POCOU, CHEFE!
– Pocou, Chefe!
– Anda, anda! Lerdeza!
– Tô procurado o que pocou, chefe, pera aí.
– Ô, Ô, anda, que bosta é essa? Vem trabalhar…
Diálogo que ouvia hoje, enquanto fazia alongamento no final da Praia da Costa, perto do antigo Clube Libanês.
Um senhor chegava com um carrinho de mão, cheio de coco, de cima do calçadão, despejava lá embaixo, na areia. Espalhavam todos. Uns “pocavam”.
Um jovem ia pegando, jogava um por um perto de uma barraca que vendia coco na praia, levantando a areia pra todo lado, na maior displicência.
Um outro senhor vinha de outro lado e gritava com o que estava jogando os cocos, falando palavrões…
Fiquei por ali, pensando nesses trabalhadores e não pude deixar de lembrar de uma dessas histórias pra ensinar a viver, como gosto de apelidar certos contos.
Um trabalhador chega em casa muito chateado, porque levou uma bronca do patrão. À primeira palavra da esposa, dá-lhe uma boa “patada”. A esposa vai fazer o jantar, o filho chega choramingando e ganha uma palmada. A criança vai para o quintal da pequena casa, chorando, o cão começa a lamber-lhe o pé, e ganha um chute.

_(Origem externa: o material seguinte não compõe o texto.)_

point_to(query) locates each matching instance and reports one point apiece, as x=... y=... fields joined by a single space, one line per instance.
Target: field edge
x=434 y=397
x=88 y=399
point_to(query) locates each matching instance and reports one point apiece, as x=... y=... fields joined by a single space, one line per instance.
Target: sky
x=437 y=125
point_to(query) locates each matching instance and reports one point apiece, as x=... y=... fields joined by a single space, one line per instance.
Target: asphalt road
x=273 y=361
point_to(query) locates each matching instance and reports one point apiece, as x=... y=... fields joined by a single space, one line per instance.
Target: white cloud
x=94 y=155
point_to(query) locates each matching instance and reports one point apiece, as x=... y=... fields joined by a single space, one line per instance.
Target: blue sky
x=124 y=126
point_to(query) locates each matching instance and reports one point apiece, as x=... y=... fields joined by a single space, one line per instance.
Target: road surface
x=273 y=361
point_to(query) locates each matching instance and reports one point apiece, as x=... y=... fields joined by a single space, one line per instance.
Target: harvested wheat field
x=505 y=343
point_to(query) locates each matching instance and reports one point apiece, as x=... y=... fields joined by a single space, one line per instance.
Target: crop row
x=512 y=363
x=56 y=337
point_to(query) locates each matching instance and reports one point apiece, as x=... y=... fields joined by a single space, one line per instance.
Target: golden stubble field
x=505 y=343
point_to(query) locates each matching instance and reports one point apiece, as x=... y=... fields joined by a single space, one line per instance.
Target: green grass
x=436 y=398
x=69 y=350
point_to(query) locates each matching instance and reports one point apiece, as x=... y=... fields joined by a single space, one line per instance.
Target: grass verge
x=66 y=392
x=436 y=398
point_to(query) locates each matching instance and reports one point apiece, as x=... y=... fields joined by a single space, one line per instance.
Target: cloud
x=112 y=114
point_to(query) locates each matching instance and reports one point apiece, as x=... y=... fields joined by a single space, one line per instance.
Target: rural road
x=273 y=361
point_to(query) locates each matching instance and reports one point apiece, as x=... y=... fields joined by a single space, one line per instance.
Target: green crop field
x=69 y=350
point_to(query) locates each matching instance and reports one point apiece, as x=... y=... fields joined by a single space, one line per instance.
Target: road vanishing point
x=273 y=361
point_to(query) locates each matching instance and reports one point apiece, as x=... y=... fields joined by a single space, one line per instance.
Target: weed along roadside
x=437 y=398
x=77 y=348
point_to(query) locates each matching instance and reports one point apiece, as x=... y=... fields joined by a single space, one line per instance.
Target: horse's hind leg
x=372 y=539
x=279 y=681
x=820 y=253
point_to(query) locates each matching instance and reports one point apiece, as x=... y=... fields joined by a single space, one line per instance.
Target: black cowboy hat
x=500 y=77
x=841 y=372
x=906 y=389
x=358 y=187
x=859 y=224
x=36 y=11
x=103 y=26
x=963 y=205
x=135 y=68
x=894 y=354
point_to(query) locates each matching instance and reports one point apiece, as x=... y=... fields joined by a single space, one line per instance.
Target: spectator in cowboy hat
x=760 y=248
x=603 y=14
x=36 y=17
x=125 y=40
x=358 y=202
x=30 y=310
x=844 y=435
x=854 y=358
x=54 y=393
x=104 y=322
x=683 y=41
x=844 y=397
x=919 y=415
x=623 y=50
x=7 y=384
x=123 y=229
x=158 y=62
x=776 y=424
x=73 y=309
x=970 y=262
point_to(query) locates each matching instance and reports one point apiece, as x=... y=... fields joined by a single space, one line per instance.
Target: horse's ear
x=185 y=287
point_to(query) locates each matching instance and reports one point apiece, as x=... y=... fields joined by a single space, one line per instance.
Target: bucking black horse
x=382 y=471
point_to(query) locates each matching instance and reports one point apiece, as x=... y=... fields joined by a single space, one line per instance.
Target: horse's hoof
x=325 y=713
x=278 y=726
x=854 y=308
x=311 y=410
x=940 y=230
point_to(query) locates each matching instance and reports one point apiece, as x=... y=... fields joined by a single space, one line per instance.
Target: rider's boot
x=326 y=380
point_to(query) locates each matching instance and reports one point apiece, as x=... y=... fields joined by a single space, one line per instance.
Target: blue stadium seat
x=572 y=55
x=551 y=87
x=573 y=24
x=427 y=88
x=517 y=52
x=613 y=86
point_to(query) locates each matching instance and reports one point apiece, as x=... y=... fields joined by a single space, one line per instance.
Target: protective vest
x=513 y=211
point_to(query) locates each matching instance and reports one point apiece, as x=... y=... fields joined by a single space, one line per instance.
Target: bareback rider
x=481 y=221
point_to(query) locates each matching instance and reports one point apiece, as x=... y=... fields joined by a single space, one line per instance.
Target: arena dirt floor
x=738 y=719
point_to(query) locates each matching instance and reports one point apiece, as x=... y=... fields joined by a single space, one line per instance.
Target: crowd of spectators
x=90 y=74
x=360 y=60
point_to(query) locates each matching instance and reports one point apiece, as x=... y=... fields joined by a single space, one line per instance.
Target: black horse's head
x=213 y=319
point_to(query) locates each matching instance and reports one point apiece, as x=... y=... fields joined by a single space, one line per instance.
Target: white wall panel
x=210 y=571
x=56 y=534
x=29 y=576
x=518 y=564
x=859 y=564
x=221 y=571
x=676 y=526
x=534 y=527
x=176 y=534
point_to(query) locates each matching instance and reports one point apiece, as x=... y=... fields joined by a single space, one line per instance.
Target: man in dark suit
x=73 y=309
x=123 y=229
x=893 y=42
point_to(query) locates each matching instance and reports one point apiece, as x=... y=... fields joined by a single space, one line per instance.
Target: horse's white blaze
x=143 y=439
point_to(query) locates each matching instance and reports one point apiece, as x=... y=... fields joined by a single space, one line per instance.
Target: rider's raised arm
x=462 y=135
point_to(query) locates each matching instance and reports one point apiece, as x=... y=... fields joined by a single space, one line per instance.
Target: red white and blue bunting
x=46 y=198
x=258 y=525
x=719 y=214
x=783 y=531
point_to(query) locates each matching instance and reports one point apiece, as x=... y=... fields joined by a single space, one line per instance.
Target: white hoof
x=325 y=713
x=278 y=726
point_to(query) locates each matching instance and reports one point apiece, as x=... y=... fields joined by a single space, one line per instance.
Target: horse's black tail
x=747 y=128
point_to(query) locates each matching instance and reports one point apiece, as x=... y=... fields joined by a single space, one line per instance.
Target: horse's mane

Só não sei quem era o mais frágil na história do coco. Penso que todos.
Tive vontade de entrar na “briga” e dizer: Parem… Por que se ferirem assim? E já que todos estão no mesmo barco, por que não se ajudam mais? Mas me acovardei, nem sei por quê. Talvez por medo de “barraco”, ou para não desagradar às pessoas, como disse Falero na crônica “Passe livre”, ou como ouvi numa palestra, com medo de me mostrar out.
Sei não. Penso que eu fiquei foi a desculpar aqueles três: Num dia de sol e mar, muitas pessoas na praia… Por que não estou na praia aproveitando essa beleza? Por que eu tenho que dar duro, enquanto outros estão se deleitando?
Será que estariam pensando assim, já que agiam com tanta rudeza uns com os outros?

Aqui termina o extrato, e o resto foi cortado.